I'm done talking about this book even though there is alot more I could say. I'm beginning to feel like this review is longer that the book though, so I'm quitting.
Oh, I nearly forgot, and I can't imagine how, the thing that drove me the craziest was the numbers. Just numbers thrown into sentences here and there the entire book took some getting used to, here are a few samples:
"She recoiled from it at first, and took a few 31 steps back toward the staircase.
"But would you mind waiting a little before we ring at the door, and walking up and down for a few minutes by the side of this wall, where nobody is likely 170 to see us?
She found him packing up the musical box again in its 168 leather case.
By return of post an answer was received, 226 which amply justified Rosamond's reliance on her old friend."
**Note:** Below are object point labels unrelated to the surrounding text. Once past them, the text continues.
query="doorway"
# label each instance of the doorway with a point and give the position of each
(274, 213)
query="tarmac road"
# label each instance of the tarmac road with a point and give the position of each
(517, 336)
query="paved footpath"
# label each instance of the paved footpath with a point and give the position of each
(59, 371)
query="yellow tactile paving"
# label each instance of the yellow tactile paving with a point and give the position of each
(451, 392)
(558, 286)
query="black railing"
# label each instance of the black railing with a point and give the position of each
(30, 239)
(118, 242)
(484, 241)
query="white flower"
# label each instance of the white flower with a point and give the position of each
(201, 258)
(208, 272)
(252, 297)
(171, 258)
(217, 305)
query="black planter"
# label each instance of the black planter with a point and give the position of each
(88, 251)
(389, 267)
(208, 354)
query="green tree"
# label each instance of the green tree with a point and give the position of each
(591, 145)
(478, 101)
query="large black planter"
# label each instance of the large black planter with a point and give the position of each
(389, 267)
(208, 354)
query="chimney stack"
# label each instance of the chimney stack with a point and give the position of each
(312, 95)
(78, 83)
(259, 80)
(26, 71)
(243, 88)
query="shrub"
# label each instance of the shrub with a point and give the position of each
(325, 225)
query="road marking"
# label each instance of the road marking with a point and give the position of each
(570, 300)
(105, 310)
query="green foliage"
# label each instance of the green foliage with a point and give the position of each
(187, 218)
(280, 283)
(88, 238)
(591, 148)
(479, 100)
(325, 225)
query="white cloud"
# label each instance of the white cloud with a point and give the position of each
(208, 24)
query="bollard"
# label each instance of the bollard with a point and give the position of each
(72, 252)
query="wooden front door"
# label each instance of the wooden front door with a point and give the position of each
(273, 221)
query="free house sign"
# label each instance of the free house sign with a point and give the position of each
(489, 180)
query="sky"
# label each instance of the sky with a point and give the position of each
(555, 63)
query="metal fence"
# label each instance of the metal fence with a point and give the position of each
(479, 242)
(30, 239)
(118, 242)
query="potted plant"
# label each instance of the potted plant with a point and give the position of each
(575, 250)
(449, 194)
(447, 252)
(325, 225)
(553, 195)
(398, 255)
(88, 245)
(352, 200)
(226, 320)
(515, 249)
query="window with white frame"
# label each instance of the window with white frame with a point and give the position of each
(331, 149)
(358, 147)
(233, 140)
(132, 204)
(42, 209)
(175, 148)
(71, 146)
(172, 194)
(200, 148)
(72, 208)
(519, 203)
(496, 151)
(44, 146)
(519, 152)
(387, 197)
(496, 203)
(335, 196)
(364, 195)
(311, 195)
I'm pretty sure they are page numbers, or were page numbers even though my book only has 135 pages in it all numbered nice and neat at the bottom of each page.
And once again I'll say I'm quitting. To find out who, if anyone, gets into the Myrtle room, and who, if anyone, ever gets to read the letter, read the book. The secret is more what will people think when they know the secret than what the secret is, but that's all you're getting from me. I'm going to see if I can find out what happened to that watch shop that used to be there when I was a kid.